Giving people the benefit of the doubt that they are doing the right thing is also important. The vast majority of people who edit MusicBrainz have good intentions and you should assume that to be the case.

Second, edit to make the database better. Vote yes if an edit makes the data better.

This one is a lot more vague, since “better” is a subjective term. We should accept edits that are “good enough” and avoid asking people to make “perfect” edits.

Edits fit into four categories:

  1. Edits that makes things better (perfect or not)
  2. Edits makes things different (but neither are better)
  3. Edits that contain some correct things and some incorrect things
  4. Edits that are outright wrong (existing data is better)

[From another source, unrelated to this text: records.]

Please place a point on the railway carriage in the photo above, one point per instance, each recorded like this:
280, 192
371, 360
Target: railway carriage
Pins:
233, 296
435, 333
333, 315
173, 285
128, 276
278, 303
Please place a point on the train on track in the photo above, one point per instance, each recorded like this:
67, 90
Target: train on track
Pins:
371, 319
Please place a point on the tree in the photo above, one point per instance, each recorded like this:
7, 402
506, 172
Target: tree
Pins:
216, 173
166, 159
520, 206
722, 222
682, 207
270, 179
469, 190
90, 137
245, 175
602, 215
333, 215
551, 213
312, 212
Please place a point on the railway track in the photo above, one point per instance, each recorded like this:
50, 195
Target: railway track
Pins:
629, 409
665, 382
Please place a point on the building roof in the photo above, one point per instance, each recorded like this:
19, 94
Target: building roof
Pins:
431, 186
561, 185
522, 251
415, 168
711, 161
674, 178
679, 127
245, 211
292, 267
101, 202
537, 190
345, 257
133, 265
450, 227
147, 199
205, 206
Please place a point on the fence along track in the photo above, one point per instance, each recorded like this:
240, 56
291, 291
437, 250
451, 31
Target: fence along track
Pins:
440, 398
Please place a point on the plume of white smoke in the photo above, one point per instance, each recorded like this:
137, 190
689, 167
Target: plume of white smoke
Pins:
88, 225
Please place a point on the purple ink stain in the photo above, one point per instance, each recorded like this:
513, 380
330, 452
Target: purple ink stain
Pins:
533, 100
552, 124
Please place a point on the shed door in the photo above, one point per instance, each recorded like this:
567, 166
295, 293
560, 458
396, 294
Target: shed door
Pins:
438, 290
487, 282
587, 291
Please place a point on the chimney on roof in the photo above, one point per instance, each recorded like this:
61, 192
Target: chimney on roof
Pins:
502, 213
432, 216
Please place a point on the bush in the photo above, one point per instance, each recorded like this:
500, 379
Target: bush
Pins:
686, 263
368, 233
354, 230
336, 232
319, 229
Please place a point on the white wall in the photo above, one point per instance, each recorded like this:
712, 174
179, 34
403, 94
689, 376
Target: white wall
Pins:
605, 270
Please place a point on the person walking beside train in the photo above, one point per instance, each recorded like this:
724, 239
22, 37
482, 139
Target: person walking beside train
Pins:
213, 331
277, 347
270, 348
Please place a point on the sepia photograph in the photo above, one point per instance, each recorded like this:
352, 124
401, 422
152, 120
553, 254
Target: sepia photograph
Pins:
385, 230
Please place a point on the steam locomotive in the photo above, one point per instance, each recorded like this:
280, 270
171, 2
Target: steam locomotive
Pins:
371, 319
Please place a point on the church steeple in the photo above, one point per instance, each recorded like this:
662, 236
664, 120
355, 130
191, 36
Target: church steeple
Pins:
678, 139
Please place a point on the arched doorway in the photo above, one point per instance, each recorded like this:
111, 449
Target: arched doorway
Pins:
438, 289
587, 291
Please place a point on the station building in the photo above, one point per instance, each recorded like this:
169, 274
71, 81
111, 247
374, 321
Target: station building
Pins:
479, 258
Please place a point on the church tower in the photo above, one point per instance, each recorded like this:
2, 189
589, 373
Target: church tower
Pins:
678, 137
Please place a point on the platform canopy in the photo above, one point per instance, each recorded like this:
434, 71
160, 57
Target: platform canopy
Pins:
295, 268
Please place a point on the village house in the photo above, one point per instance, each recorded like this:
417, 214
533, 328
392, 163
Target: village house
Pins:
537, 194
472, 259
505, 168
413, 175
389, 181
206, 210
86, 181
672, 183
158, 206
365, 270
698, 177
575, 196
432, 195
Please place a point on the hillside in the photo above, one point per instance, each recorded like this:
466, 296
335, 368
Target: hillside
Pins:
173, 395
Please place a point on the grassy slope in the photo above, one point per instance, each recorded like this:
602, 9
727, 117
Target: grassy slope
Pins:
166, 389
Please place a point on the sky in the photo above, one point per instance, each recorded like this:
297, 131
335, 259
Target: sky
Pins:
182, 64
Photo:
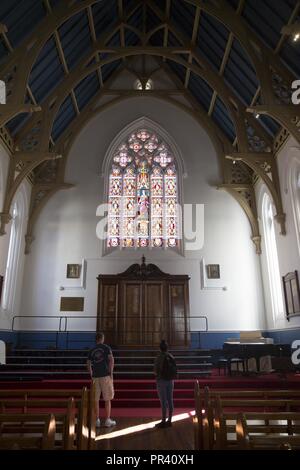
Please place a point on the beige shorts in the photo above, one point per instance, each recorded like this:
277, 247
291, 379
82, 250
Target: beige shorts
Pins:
105, 386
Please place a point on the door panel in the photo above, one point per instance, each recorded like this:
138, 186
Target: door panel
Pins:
178, 315
155, 322
131, 331
108, 319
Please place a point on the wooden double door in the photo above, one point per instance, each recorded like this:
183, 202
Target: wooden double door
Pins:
143, 310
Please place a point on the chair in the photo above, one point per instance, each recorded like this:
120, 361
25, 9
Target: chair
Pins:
237, 361
223, 364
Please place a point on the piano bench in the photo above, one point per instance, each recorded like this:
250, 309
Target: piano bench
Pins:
236, 361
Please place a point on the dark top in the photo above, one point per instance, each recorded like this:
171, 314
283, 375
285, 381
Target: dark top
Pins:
99, 359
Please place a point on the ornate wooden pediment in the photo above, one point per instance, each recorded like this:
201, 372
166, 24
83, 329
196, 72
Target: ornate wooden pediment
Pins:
144, 271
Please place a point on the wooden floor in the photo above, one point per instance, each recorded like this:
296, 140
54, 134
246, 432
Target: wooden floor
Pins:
178, 437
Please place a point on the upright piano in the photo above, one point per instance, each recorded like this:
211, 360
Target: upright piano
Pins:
252, 345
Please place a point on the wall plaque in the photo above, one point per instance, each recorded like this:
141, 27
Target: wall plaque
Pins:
71, 304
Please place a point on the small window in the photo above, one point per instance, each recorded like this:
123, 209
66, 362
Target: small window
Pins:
148, 85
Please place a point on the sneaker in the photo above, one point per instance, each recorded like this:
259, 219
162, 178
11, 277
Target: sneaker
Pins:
162, 424
109, 422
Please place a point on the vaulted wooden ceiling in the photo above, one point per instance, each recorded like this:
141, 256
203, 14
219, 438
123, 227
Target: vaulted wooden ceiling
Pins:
232, 61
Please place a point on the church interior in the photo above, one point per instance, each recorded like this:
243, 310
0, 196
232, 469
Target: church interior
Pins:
150, 190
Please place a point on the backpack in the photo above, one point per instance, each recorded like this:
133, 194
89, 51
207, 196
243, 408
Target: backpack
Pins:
169, 368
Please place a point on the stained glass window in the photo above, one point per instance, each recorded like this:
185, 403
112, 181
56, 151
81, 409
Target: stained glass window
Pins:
143, 194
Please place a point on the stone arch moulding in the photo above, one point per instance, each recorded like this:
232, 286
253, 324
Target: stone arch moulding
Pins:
145, 122
290, 188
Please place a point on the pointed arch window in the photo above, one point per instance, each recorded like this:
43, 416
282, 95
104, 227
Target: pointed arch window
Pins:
13, 249
294, 183
143, 208
272, 257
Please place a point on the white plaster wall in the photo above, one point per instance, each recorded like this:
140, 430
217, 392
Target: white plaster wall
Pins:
7, 314
4, 239
66, 230
287, 247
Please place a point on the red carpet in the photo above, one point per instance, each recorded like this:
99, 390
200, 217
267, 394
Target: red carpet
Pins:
138, 398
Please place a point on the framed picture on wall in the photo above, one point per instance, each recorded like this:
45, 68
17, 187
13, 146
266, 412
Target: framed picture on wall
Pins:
291, 294
213, 271
73, 271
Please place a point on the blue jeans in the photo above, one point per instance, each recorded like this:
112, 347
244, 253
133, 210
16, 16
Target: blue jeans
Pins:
165, 393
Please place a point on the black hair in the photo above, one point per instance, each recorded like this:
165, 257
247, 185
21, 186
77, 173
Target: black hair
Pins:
99, 336
163, 346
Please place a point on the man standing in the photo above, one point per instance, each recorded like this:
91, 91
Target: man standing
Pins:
100, 365
165, 370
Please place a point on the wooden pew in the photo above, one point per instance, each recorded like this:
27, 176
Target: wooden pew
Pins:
214, 405
40, 399
222, 416
246, 441
11, 440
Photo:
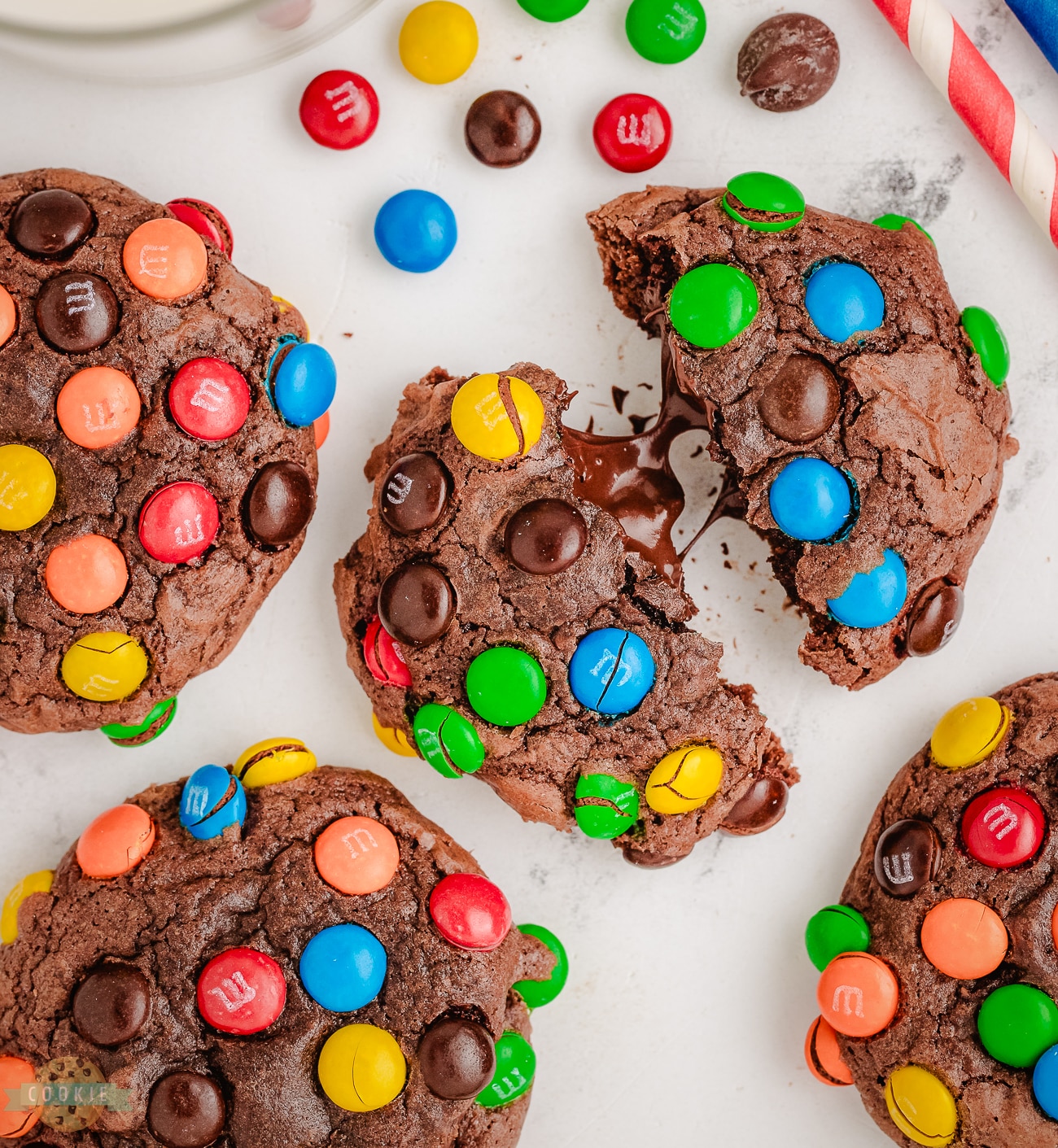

The first type should clearly get a yes vote. For the second, if it doesn’t make things worse, abstain and leave a comment. The third is a judgement call and I would suggest applying this heuristic:

Unless it takes more time to fix the edit than to make a new one, vote yes.

Clearly, the fourth type deserves a no vote.

That brings me to the final topic for now: No votes. A no vote is a very strong expression that has potentially chilling effects that may prevent people from editing again. A no vote should be considered the last resort. Use a no vote if you can’t find another way to resolve an edit.

Finally, some tips for auto editors: If you see an edit that is not perfect, approve it and fix it.

Auto editors are supposed to set the tone for the project and auto editors should practically never vote no on something. You have more powers than fellow editors, so please use your powers for good!

Thanks and happy (and polite) editing!